Non-stick surfaces, such as Teflon or polyethylene, can be added to production equipment to aid in removal of residues. Powder coating paint booths typically have very smooth plastic interior surfaces to prevent the powder from adhering. When cleanup is required, it can usually be achieved with vacuuming. Scraper and automated knives in the plastics industry are often coated with Teflon to prevent adhesion of the resins to the knives. Paint booths are often coated with paper or strippable chemical coatings to eliminate the need of using harsh stripping chemicals during paint cleanup. A very simple example of a strippable coating is applying a light coating of hydraulic oil to paint roll coating processing equipment exteriors to prevent paint splatters from sticking. When dry, the paint falls to the floor and can be swept into a dust bin.
No-clean methods also apply to process chemicals such as water. Typically, water is used one time for rinsing or cooling prior to disposal. Often, single use of water is a serious waste of money and natural resources. Rinse water is often clean enough to reuse many times for rinsing or for cleaning bath makeup water. Water usage can be reduced by up to 80% in rinse tanks by using counter flow techniques. In counter flow rinsing or washing, water flows from one rinse tank to the next opposite of the direction that the components being washed are moving. In this way, the dirtiest part comes in contact with the dirtiest water first. After getting the most out of water for washing or rinsing, contaminants can be filtered from the water and the water reused. Some plating and anodizing processors have reduced or eliminated wastewater discharges by combining water conservation methods such as counter flow rinsing and filtration. Common Sense Methods
No-clean methods can be summed up as common sense methods. If a component is not dirty and it is prevented from becoming contaminated, then it does not need to be cleaned.
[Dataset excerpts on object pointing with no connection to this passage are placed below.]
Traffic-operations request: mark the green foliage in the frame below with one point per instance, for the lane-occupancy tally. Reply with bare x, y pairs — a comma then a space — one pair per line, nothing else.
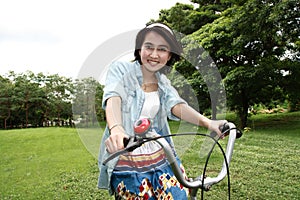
254, 44
37, 100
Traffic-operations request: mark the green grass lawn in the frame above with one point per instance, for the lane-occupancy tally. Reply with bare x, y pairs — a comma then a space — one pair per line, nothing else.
53, 163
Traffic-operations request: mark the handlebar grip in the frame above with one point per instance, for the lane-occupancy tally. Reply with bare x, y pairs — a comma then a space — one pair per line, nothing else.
125, 141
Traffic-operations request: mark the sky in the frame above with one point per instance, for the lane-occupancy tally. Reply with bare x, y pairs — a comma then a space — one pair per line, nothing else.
57, 36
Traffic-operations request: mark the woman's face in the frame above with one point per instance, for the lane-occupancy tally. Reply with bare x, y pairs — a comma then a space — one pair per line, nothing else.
155, 52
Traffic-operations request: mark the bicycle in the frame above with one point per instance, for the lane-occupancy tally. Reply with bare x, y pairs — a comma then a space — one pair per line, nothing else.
141, 129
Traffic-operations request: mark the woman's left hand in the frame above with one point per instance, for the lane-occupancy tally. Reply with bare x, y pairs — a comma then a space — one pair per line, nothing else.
216, 125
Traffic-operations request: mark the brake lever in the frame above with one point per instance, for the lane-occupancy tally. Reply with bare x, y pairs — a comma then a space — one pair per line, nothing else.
130, 144
225, 130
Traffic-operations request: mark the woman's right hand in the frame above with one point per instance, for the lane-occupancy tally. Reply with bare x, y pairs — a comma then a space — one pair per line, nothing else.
115, 141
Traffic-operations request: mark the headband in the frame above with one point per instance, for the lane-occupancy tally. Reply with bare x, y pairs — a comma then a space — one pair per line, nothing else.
160, 25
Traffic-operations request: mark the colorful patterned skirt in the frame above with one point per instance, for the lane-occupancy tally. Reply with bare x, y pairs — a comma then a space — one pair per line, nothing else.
146, 174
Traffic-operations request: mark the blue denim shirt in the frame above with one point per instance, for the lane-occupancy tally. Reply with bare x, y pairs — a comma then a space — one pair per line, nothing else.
124, 79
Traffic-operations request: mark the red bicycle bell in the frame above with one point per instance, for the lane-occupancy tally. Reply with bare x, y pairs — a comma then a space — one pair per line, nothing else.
142, 126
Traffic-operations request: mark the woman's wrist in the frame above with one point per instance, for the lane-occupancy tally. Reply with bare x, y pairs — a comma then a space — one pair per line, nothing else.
116, 126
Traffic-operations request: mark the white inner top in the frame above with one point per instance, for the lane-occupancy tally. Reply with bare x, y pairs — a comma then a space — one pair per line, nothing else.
151, 105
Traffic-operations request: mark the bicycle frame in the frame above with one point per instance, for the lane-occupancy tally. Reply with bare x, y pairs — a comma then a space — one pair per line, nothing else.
199, 182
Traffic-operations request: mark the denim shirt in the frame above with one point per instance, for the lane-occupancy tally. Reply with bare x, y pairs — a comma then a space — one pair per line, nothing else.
124, 79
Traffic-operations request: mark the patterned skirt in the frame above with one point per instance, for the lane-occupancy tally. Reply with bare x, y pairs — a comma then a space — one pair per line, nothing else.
146, 174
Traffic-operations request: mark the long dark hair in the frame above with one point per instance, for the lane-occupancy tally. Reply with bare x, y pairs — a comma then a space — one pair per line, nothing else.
164, 31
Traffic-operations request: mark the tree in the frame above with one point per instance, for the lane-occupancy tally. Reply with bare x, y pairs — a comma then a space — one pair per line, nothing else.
255, 45
6, 92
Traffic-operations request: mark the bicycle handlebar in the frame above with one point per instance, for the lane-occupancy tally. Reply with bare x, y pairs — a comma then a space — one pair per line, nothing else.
229, 129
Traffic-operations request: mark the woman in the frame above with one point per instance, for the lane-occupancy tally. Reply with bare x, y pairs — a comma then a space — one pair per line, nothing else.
135, 90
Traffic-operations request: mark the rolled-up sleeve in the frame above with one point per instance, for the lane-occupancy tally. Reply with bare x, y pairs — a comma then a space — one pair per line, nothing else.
171, 98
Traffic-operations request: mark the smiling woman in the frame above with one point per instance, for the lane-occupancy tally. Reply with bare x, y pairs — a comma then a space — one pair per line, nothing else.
137, 90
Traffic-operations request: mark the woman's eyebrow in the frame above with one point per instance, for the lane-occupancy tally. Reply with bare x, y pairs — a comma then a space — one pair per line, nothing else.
160, 45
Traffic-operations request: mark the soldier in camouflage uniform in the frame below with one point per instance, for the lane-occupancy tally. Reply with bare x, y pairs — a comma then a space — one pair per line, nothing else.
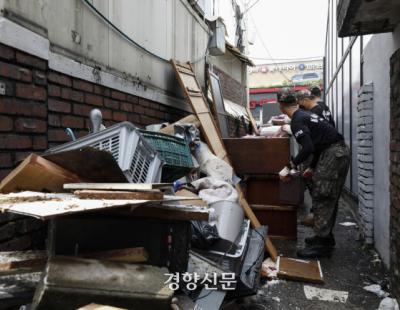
330, 165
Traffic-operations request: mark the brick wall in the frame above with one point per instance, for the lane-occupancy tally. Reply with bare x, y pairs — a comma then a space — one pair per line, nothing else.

Processes and components should be designed to eliminate or reduce the need in order to clean to reduce cost and pollution.
Before cleaning, evaluate the item to be cleaned to determine the nature of the contamination. Determine what will happen if contaminants are not removed. Eliminate cleaning if the contaminants are compatible with the process. If contaminants are detrimental to the next process or will damage the component, determine the source of the contamination and correct instead of cleaning. If detrimental contaminants are residues or chemicals from a previous process, determine if there are substitute chemicals available that will not harm the process. Adjust production schedules so that residues left on production machinery and products are compatible with next process. If detrimental contaminants are residues from a previous process, determine if that process can be eliminated. If contaminants are detrimental to the next process, determine if the next process can be altered or eliminated so that contaminants are compatible. Determine just how clean components need to be in order to function. Publish cleanliness specifications for each component or process; do not specify a particular cleaning process. Evaluate current product design to determine if alternate designs and materials can meet functional requirements with reduced waste without cleaning. Remember that no-clean methods also apply to process chemicals such as water. Use and reuse water efficiently. Avoid spills and cleanup by installing guards, drip trays, and proper material handling devices on production equipment. Reduce the need to clean by using non-stick surfaces and strippable coatings on production equipment.